Ainsi le roi Phinée s’adressa-t-il à Jason qui l’avait débarrassé des horribles Harpyes, Jason qui, pour reconquérir son royaume, partira avec 50 compagnons à la recherche de cette Toison d’Or.

L’objet de la Quête antique

A l’époque médiévale, la Quête du Graal était le sujet favori des poètes et de leurs auditeurs. Dans l’Antiquité, c’est la Quête de la Toison d’Or qui fit voyager les esprits, au rythme des aventures de Jason et de ses compagnons les Argonautes.

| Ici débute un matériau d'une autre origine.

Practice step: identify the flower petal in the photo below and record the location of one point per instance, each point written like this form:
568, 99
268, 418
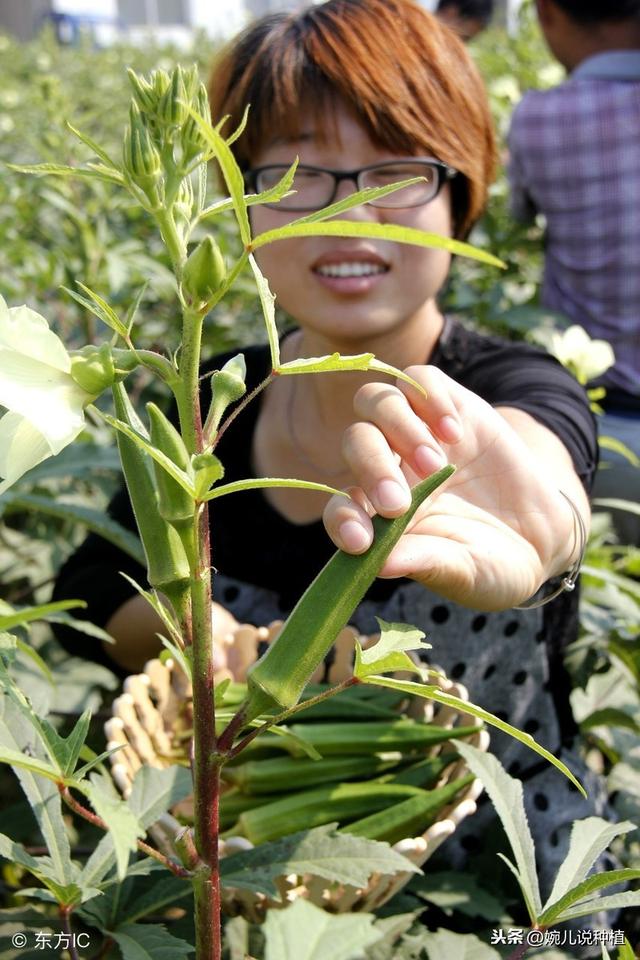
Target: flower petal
28, 333
49, 398
21, 448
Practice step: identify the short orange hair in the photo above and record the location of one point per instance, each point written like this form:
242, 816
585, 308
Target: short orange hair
403, 74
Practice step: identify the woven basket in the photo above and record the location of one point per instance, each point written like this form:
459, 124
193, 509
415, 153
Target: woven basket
150, 722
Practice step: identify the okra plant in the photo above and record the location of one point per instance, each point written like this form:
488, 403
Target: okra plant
172, 473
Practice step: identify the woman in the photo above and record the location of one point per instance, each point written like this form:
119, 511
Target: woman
366, 92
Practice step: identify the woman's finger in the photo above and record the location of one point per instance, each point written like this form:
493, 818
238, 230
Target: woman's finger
406, 433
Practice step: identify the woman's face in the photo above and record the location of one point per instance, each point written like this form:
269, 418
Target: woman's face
352, 290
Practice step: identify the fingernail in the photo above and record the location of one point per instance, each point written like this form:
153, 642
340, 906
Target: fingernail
354, 537
429, 459
450, 429
390, 495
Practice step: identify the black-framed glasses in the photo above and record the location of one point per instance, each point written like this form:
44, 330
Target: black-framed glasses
317, 187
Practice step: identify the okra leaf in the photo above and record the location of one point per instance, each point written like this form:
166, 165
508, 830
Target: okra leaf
589, 838
306, 932
18, 618
506, 795
124, 826
389, 653
578, 895
376, 231
99, 307
618, 901
149, 941
230, 171
268, 300
66, 750
355, 200
429, 692
335, 362
260, 482
322, 852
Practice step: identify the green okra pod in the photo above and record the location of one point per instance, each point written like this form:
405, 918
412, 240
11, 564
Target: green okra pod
280, 774
167, 564
279, 677
174, 503
408, 817
377, 736
312, 808
425, 773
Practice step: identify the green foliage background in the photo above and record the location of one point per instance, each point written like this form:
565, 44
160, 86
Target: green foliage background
54, 231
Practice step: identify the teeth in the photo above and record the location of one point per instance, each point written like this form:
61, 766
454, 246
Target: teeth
350, 269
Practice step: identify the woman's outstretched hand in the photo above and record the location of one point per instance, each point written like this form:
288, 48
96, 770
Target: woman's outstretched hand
497, 529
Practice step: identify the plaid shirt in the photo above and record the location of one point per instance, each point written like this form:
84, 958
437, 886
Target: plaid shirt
575, 157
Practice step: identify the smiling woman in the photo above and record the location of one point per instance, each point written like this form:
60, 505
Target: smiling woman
362, 91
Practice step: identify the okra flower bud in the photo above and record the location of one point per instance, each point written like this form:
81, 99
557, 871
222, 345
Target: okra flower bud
191, 138
141, 157
203, 273
227, 386
172, 109
96, 368
174, 503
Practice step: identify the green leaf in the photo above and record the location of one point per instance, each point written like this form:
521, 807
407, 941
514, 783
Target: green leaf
42, 794
167, 891
133, 308
156, 791
97, 149
557, 912
610, 717
505, 793
589, 838
335, 363
323, 852
267, 299
354, 200
124, 827
389, 653
376, 231
462, 946
24, 762
260, 482
29, 614
304, 932
95, 171
172, 469
230, 171
619, 901
99, 307
429, 692
458, 892
66, 750
149, 941
95, 520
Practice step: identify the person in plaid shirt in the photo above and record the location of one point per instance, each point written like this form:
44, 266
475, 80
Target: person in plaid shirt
575, 158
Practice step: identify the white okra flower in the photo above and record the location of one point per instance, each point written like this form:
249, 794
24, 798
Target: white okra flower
44, 404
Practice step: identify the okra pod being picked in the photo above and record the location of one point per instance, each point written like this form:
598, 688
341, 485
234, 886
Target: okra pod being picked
279, 677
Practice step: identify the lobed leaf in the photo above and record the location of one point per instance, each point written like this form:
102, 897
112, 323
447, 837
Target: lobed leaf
306, 932
322, 852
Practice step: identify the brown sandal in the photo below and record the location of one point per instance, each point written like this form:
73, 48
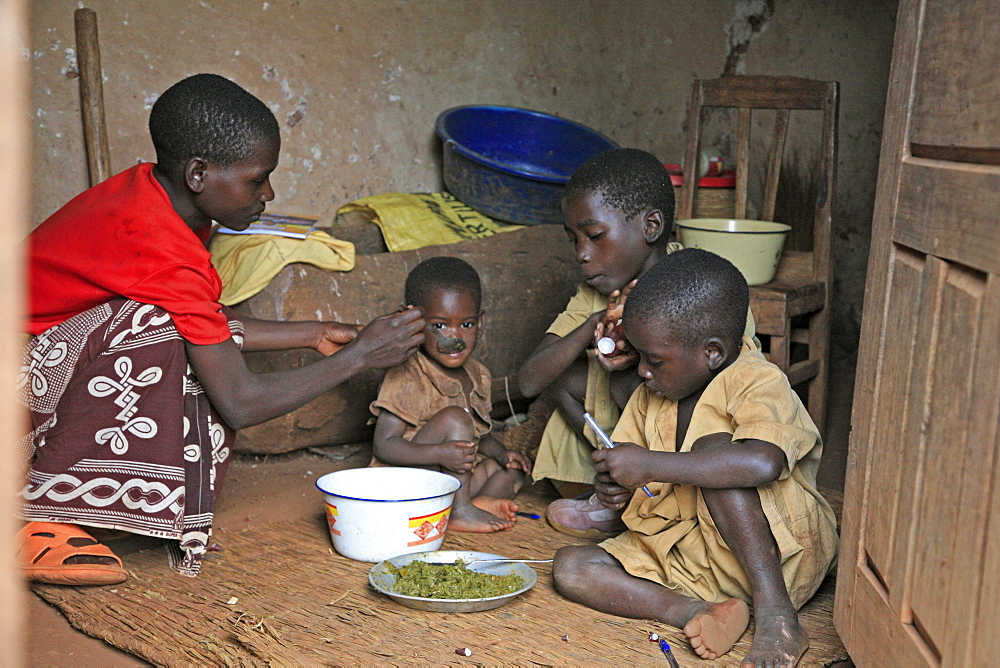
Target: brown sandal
46, 546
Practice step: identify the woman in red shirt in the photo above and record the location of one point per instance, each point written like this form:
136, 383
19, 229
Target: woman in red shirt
135, 378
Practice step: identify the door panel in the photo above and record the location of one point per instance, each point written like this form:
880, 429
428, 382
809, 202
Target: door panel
918, 578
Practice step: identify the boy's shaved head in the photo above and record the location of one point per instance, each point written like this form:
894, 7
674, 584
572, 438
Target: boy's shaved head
692, 295
628, 179
442, 272
209, 117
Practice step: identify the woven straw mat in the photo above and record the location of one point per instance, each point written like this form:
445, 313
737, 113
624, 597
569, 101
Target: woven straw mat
279, 595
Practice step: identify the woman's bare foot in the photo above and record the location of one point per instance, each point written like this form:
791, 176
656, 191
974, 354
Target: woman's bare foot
778, 640
470, 519
505, 509
714, 632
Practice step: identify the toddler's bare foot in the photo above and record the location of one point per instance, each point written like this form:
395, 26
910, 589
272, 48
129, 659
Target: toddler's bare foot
470, 519
505, 509
778, 640
714, 632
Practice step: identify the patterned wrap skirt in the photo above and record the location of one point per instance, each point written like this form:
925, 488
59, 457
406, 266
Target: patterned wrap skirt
122, 434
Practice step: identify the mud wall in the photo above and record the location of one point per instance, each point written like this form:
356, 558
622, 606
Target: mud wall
357, 84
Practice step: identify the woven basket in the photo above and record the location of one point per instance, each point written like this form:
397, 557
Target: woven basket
712, 202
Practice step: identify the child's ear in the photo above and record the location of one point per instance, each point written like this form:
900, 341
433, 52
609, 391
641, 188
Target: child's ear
194, 174
717, 353
652, 226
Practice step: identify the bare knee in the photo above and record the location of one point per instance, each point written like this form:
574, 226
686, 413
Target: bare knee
572, 570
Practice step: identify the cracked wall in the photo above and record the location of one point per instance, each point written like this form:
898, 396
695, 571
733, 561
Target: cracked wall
357, 84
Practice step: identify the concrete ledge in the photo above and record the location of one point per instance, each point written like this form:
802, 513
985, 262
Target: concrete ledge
528, 276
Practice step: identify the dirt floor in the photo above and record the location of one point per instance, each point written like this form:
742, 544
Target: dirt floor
256, 490
266, 489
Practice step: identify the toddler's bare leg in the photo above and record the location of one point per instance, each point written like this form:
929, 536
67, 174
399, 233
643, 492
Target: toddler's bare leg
589, 575
454, 424
493, 489
779, 639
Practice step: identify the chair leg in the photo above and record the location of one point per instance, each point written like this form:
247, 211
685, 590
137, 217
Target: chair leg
819, 349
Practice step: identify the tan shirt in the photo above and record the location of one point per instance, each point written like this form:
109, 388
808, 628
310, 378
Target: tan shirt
672, 538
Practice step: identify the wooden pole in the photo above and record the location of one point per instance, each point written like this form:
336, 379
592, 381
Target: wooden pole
95, 132
15, 170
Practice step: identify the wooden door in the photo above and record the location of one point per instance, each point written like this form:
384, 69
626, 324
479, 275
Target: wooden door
919, 578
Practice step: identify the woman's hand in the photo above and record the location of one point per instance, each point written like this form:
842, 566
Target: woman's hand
335, 335
515, 460
457, 456
611, 494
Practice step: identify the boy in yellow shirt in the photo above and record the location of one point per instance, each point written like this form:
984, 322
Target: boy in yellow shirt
618, 211
730, 455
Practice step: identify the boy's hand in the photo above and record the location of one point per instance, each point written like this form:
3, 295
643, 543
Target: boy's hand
610, 326
515, 460
611, 494
335, 335
625, 464
458, 456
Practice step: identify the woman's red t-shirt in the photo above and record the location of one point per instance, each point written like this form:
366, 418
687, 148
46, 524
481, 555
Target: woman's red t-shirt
123, 238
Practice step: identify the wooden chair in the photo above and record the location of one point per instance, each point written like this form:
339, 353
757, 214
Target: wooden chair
793, 311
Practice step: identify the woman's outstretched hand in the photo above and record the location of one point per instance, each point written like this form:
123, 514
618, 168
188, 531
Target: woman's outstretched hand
389, 340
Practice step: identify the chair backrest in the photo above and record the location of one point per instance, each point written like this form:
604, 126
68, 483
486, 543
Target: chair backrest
745, 94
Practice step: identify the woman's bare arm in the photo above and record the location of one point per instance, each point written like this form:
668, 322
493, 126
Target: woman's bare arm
244, 398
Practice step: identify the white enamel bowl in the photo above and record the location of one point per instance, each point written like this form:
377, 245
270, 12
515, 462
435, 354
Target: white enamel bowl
754, 246
379, 512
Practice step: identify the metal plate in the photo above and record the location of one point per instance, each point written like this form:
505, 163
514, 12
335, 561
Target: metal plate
384, 581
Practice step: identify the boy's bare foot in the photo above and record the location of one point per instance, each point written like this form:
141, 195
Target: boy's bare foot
470, 519
505, 509
778, 640
714, 632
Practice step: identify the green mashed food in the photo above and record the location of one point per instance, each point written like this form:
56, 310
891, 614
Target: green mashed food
453, 581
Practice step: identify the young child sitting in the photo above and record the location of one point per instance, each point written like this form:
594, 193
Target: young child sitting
433, 411
619, 213
730, 455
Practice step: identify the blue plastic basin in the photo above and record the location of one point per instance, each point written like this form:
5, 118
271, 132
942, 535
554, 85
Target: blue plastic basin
510, 163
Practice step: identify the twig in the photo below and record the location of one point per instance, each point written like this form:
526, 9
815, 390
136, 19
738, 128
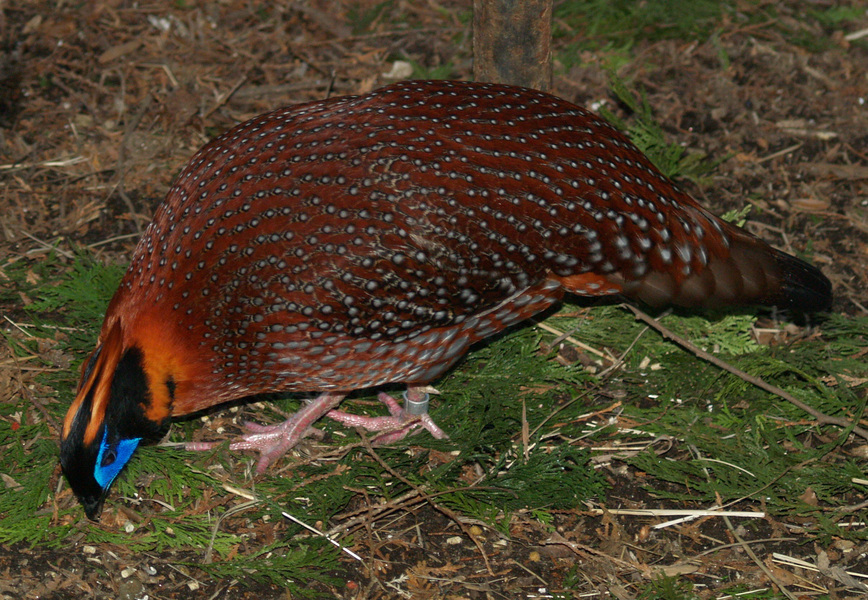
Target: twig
772, 389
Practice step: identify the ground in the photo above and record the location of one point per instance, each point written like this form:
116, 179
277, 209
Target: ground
102, 103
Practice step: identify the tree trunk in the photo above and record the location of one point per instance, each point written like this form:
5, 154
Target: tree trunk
512, 42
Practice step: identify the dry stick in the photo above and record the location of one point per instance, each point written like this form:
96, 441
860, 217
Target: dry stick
744, 545
424, 494
819, 416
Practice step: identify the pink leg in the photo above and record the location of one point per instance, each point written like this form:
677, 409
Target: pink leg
401, 421
272, 441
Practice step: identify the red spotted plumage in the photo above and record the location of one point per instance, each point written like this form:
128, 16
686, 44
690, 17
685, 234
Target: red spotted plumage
365, 240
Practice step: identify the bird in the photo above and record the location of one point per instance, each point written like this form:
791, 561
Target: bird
359, 241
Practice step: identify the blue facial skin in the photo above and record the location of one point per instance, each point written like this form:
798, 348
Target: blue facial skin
112, 458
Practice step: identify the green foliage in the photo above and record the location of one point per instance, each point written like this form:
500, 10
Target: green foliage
624, 22
645, 131
668, 588
83, 292
287, 565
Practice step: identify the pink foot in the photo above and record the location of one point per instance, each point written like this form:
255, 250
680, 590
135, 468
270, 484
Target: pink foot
401, 421
272, 441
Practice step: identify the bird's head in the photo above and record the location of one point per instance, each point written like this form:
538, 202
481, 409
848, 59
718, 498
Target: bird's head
114, 410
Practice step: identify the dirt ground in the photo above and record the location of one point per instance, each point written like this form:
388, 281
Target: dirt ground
102, 103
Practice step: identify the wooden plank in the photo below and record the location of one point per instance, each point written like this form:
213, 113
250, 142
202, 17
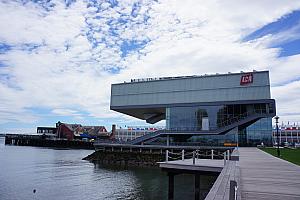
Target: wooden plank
266, 177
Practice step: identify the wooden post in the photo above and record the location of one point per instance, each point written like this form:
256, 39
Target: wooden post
167, 155
228, 155
197, 186
171, 186
168, 140
232, 190
193, 157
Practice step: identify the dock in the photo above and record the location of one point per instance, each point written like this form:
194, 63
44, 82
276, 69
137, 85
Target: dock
264, 176
254, 175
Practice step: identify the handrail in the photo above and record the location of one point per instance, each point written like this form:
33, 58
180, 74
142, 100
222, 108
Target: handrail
194, 155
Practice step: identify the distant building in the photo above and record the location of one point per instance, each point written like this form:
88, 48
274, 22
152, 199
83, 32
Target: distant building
287, 134
133, 132
74, 131
46, 130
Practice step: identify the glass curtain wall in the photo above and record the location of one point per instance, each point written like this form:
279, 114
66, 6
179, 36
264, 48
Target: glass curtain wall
205, 118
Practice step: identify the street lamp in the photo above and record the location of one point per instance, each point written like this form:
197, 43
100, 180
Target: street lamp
278, 152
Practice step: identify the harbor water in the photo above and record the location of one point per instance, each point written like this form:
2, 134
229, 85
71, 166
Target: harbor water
61, 174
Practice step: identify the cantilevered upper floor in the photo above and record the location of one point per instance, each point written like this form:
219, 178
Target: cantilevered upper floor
148, 98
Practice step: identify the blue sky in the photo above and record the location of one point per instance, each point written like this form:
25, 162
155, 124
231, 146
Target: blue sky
58, 58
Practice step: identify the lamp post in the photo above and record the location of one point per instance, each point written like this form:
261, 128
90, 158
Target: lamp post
278, 152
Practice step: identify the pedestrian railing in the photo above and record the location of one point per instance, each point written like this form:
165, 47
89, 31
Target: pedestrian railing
195, 155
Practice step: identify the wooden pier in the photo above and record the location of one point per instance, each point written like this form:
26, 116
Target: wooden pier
248, 174
264, 176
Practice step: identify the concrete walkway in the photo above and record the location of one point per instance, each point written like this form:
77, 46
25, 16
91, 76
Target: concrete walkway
266, 177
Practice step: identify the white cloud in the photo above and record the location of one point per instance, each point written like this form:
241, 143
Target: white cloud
67, 72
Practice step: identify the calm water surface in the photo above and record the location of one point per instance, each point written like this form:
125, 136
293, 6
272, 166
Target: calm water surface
60, 174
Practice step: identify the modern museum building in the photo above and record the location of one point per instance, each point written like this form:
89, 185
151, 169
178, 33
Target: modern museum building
219, 109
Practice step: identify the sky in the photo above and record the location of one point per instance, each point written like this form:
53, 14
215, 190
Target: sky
58, 58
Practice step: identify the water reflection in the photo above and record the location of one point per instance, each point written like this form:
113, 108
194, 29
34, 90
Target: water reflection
63, 175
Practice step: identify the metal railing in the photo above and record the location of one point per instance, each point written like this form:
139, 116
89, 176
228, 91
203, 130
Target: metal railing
171, 156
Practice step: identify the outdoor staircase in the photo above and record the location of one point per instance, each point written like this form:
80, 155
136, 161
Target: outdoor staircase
242, 120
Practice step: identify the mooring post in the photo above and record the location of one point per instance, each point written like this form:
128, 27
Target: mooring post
171, 186
228, 155
168, 140
167, 155
232, 190
193, 157
197, 186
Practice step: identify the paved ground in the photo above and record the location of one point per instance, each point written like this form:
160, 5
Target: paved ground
266, 177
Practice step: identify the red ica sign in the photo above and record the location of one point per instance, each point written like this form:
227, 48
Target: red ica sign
246, 79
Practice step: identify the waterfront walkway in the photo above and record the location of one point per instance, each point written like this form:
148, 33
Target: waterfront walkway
266, 177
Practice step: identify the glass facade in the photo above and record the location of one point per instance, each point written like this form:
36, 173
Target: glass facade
212, 118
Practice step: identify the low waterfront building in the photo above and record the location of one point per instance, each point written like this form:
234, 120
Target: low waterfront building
220, 109
46, 130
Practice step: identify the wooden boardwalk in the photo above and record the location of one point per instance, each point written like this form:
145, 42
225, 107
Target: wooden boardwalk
263, 176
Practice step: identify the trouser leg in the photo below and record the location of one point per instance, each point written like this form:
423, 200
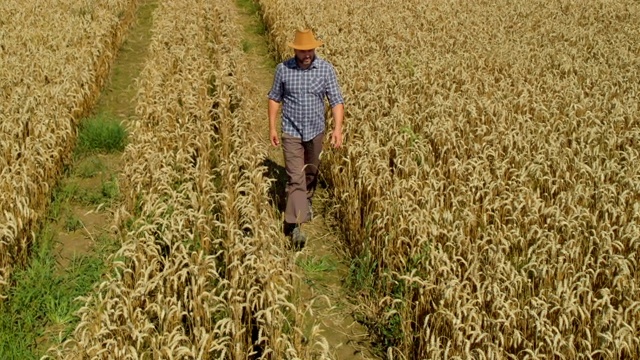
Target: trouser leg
302, 160
312, 151
297, 207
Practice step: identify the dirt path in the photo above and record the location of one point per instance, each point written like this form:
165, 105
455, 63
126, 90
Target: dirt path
85, 219
321, 265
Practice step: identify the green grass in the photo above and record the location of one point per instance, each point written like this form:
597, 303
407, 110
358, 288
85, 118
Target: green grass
41, 304
101, 134
313, 265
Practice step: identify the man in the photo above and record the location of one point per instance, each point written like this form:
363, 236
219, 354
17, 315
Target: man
301, 84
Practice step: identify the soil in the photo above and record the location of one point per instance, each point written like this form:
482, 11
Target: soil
321, 286
116, 100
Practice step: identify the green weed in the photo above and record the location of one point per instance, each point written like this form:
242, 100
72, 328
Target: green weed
101, 133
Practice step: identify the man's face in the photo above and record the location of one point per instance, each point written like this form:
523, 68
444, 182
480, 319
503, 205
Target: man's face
305, 57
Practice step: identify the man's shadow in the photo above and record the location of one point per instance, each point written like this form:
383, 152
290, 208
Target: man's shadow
277, 190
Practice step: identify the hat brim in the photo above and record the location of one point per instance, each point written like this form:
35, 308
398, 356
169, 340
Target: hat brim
306, 46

Mais qu’était donc cette fameuse Toison ?

L’origine du bélier d’or

On trouve cette histoire dans les Fables d’Hygin. En voici la substance :

Théophané, dont le nom signifie « semblable à la divinité, qui a une apparence divine », était une princesse thrace d’une très grande beauté. Elle eut de nombreux prétendants, et même le dieu marin Poséidon en tomba amoureux. Il décida de l’enlever.

Ayant transformé sa bien-aimée en brebis, afin de la dissimuler aux regards de ses prétendants, il l’emmena dans l’île de Crumissa, dont il transforma les habitants en moutons. Mais Théophané restait, elle, la plus belle des brebis.

Ayant poursuivi la princesse jusqu’à l’île de Crumissa, les prétendants n’y trouvèrent donc que des moutons, qu’ils se mirent à manger, sans se douter qu’ils étaient observés par Poséidon. Le dieu les transforma en loups.

Sous la forme d’un grand bélier, Poséidon, finalement, s’unit à Théophané qui, à son terme, mit au monde un bélier d’or.

Note géographique : la Thrace (nommée encore Brébycie) était la région située au nord-est de la Grèce antique, et c’est aujourd’hui la partie européenne de la Turquie. Quant à l’île de Crumissa, on ignore où elle se trouve.

Phrixos et Hellé

Athamas, roi d’Orchomène, avait épousé Néphélé, dont le nom signifie « Nuée ». Certains disent qu’il s’agissait de la nuée créée par Zeus à l’image d’Héra pour tromper l’ingrat Ixion, condamné au Tartare.

Athamas eut de Néphélé deux enfants, Phrixos et Hellé. Puis il s’éprit d’Ino et répudia Néphélé. Mais celle-ci, dans son malheur, ne fut pas oubliée par Héra et par Zeus.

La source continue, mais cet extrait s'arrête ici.